Although six Duke affiliates are members of PJM, and the company trades with the PJM region, the company seems more likely to look to its southern neighbors, which like North Carolina, do not have retail choice or organized wholesale markets.  In its compliance filing, Duke said it could join only the Southeastern Regional Transmission Planning Process (SERTP) or the South Carolina Regional Transmission Planning Process (SCRTP).

Still, Duke and PJM have increased their collaboration over the last several years. PJM and Duke Energy Carolinas have operated under a reliability coordination agreement and a locational interface pricing agreement since 2007. On January 1, 2012, the Duke Energy Ohio/Kentucky region joined the PJM footprint. Independent Market Monitor Joseph Bowring said last fall that PJM should terminate and perhaps renegotiate the 2005 Joint Operating Agreement it signed with Progress Energy Carolinas because the way the Progress generation fleet is dispatched has changed as a result of the Duke-Progress merger.

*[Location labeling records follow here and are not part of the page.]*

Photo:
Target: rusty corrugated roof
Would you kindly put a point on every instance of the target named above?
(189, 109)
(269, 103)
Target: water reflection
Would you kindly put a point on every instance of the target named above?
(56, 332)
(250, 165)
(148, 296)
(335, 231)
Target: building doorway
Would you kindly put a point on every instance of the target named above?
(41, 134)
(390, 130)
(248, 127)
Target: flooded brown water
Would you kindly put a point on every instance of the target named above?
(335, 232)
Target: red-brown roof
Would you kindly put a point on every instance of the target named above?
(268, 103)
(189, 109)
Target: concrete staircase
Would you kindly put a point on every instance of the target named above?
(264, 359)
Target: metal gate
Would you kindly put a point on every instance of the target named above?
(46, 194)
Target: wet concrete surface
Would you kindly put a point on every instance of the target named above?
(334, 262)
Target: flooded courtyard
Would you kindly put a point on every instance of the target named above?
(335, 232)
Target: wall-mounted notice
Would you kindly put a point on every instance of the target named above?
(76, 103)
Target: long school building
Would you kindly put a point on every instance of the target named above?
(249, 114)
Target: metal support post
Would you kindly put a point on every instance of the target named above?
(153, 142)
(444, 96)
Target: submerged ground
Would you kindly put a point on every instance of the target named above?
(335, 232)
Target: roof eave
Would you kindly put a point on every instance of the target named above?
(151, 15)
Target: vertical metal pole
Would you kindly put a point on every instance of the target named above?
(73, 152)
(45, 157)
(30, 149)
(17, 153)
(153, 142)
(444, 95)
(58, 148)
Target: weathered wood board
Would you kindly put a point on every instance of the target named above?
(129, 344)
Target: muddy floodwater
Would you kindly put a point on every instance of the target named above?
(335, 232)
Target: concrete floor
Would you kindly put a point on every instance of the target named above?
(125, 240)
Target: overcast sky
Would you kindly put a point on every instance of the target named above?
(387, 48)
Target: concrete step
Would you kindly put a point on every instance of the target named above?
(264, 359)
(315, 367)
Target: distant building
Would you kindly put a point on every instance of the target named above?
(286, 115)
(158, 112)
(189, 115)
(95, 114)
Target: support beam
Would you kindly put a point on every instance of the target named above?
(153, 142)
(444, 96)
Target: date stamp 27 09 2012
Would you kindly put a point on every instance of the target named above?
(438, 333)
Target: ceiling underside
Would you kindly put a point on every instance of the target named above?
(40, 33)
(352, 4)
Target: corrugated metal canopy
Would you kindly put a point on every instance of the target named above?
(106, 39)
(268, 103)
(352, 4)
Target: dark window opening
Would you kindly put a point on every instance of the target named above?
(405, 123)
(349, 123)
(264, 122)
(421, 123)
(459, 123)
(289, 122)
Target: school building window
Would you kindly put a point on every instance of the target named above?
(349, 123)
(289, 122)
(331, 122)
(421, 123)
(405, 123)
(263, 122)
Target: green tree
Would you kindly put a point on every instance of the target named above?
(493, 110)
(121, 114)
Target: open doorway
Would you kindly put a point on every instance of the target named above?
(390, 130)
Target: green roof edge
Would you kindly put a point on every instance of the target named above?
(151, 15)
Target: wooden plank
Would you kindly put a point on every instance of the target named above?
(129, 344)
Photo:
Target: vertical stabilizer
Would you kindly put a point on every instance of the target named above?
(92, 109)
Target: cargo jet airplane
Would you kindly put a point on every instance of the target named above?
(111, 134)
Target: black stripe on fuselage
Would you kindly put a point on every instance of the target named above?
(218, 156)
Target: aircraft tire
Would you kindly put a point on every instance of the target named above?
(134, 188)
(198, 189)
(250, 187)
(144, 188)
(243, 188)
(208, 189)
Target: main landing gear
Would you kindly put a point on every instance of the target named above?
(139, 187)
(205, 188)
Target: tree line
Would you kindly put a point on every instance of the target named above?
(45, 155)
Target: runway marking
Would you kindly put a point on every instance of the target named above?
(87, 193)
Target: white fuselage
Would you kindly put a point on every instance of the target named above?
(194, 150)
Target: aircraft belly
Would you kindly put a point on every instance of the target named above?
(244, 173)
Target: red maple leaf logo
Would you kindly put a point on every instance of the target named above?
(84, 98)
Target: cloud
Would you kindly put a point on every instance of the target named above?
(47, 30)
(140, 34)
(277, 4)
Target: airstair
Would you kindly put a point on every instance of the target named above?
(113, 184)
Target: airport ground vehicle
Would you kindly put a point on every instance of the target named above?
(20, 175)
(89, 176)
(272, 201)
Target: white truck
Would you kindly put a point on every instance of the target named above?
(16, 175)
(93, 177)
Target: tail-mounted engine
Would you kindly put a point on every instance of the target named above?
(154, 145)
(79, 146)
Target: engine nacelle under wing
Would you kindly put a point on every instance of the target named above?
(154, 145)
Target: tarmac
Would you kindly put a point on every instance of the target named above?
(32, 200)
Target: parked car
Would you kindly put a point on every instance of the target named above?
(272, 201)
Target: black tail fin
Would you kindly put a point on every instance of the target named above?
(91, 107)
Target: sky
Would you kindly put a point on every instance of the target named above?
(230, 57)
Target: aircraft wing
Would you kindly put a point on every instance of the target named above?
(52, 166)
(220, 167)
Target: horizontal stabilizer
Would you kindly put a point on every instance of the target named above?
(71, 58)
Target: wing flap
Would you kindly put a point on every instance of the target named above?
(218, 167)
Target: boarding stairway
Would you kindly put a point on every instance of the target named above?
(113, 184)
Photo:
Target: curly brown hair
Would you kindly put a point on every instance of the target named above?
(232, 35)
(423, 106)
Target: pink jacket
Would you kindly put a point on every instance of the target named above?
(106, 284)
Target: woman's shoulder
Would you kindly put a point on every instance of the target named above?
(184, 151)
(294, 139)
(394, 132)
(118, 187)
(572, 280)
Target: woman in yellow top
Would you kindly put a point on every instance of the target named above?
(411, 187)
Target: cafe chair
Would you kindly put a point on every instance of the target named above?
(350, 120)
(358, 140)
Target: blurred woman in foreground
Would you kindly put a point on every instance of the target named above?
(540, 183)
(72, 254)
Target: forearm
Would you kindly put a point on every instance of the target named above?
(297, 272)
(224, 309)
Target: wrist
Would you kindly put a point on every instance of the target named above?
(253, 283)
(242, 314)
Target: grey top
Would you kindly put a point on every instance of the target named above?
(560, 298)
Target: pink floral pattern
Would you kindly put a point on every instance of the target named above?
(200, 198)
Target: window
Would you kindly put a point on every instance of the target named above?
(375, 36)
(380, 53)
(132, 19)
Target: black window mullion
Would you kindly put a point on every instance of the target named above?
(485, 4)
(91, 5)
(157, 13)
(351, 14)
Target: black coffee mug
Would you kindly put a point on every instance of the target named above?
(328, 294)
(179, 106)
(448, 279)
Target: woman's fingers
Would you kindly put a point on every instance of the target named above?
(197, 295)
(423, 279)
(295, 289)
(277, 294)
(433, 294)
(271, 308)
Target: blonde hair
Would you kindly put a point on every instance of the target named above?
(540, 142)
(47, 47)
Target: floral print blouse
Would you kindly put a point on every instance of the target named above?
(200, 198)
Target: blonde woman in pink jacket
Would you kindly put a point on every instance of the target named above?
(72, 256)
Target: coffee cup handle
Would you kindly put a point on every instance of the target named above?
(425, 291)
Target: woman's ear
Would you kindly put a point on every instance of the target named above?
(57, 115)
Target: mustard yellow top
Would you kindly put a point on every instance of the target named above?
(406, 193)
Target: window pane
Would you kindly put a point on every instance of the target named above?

The Duke order, and a second ruling exempting Maine Public Service Company (ER13-85-000) from the regional planning requirements, were the commission’s first decisions on compliance filings resulting from Order 1000, which seeks to spur new transmission and open competition to independent transmission developers. The commission waived the planning requirements for the small Maine utility because it is connected to the U.S. electric grid only indirectly through Canada.